Here's how it's going.
Northwest Aurora, for a few decades now, has been very depressed economically.
Not a lot of investment going into this particular community.
And so it's faced many challenges and setbacks over these last few decades.
The Colfax corridor was once a thoroughfare for the city, acting as a business hub.
Since the 1970s, travelers have relied more on the highways to go from Aurora to downtown Denver.
Many businesses on Colfax couldn't survive the change.
Recent attention on a national scale has painted part of the city in a different light.
Entire towns like Aurora, Colorado, and Springfield, Ohio, buckled under the weight of the migrant occupation and corruption like nobody's ever seen before.
Beautiful towns destroyed.
This hasn't aligned with the residents living there.
Northwest Aurora has gotten a lot of media coverage over the last year or so, but a lot of it was exaggerated or inaccurate.
Information about crime and gang, and especially the Venezuelan gang.
Without a doubt, there were some some real issues and some real problems there.
But the way that it was covered, that has really done us a disservice.
The city has been working on developing the arts and cultural district in northwest Aurora, but other than that, residents haven't seen that much change.
I havent it just seem like everything is still the same.
To me.
You know, the only change about it is There's a lot of businesses on this block has closed.
But as far as that everything else, It haven't changed.
Community members have been meeting for years trying to figure out how to address issues within the community.
We're trying really hard to build trust in this process of building the new development plan, because that's been something that's happened a lot in this neighborhood, is that the city has come in and ask people what they want, and they're not really done anything with it.

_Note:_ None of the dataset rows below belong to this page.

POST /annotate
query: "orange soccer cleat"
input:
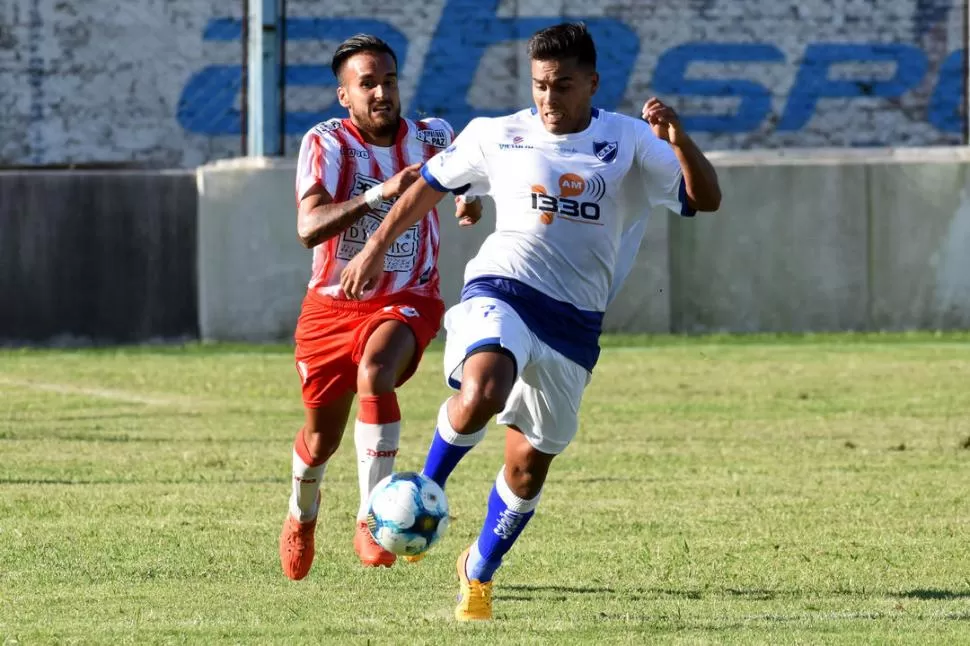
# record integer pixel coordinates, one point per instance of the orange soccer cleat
(370, 553)
(296, 547)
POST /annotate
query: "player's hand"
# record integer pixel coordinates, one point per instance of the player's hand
(399, 183)
(663, 121)
(362, 273)
(468, 213)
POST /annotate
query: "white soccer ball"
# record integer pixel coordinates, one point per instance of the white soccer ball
(407, 513)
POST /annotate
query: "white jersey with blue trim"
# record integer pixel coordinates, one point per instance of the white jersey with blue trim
(570, 208)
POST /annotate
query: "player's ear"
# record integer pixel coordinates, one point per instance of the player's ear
(342, 97)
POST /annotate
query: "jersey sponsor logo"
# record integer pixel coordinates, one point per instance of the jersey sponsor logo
(605, 151)
(570, 185)
(350, 151)
(401, 257)
(436, 138)
(516, 143)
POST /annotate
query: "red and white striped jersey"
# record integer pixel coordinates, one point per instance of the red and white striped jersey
(335, 155)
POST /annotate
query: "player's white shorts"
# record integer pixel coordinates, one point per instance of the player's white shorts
(544, 403)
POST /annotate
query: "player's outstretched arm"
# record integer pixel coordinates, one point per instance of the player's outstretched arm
(364, 269)
(319, 218)
(700, 178)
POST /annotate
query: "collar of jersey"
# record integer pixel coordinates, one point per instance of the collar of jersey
(572, 136)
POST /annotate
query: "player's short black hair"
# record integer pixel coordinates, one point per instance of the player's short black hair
(566, 40)
(355, 45)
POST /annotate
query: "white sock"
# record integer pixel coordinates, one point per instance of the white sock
(305, 496)
(377, 446)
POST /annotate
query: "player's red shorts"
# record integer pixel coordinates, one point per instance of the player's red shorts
(331, 335)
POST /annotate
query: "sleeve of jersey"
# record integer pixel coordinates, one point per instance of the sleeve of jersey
(664, 177)
(316, 165)
(461, 165)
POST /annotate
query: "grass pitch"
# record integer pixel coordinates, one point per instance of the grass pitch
(722, 490)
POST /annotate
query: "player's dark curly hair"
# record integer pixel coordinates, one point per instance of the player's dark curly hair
(355, 45)
(567, 40)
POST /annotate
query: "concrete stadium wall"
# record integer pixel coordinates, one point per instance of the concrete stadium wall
(804, 241)
(97, 256)
(159, 83)
(253, 271)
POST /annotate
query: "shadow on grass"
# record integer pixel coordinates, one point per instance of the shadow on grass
(930, 595)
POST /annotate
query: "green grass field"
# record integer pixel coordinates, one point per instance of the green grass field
(722, 490)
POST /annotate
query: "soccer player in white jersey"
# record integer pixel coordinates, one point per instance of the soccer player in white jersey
(349, 173)
(572, 186)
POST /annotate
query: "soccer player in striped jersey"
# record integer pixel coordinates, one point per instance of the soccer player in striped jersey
(572, 186)
(350, 171)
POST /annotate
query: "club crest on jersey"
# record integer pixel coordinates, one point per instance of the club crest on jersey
(350, 151)
(436, 138)
(605, 151)
(327, 126)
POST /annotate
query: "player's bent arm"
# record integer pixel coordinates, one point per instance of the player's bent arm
(413, 205)
(700, 178)
(319, 218)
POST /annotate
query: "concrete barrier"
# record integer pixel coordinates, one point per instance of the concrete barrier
(253, 271)
(806, 240)
(97, 256)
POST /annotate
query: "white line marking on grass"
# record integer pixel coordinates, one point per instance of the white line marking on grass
(105, 393)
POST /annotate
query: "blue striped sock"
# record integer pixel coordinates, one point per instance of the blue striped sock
(447, 448)
(506, 518)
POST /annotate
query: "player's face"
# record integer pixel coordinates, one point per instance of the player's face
(368, 89)
(563, 93)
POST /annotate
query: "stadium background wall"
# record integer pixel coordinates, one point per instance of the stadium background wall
(97, 256)
(158, 83)
(806, 240)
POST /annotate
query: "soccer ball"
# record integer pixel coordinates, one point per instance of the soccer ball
(407, 513)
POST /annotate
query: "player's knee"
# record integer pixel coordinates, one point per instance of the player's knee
(321, 443)
(524, 482)
(483, 397)
(375, 378)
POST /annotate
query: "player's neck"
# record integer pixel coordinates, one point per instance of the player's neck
(583, 123)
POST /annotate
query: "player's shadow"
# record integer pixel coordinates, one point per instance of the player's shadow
(520, 592)
(934, 595)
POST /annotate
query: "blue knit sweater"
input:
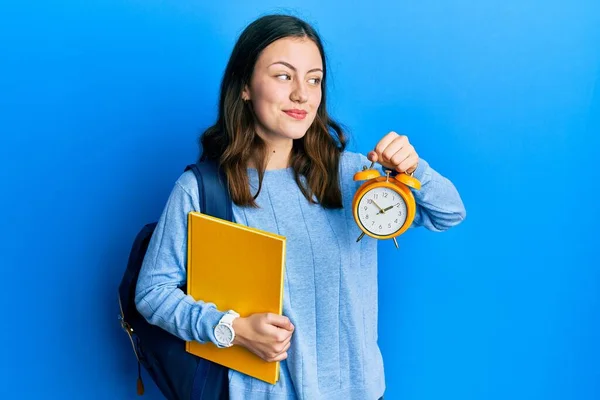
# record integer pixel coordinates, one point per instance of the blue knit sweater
(330, 292)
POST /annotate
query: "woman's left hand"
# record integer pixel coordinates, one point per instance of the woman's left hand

And so they're kind of tired of being asked questions and not having anything happen.
As of September 2024, the city of Aurora contracted Progressive Urban Management Associates, also known as Puma, to research the neighborhood and create a development plan to revitalize the area.
Economic revitalization is what the city is after.
How it's approached, though, is important to the residents.
Residents and community members are worried about gentrification and the displacement of long term residents.
On the evening of March 18th, Puma held a community meeting at North Middle School.
Community members spoke about many things they'd like to see change in the neighborhood, but also had questions about Puma's role in all of this.
Residents are hoping that this time change will actually come.
Yes, we want economic revitalization, but not at the cost of gentrifying or pushing people out, because we think the diversity that exists here and the people who are here are very important to the fabric of this community.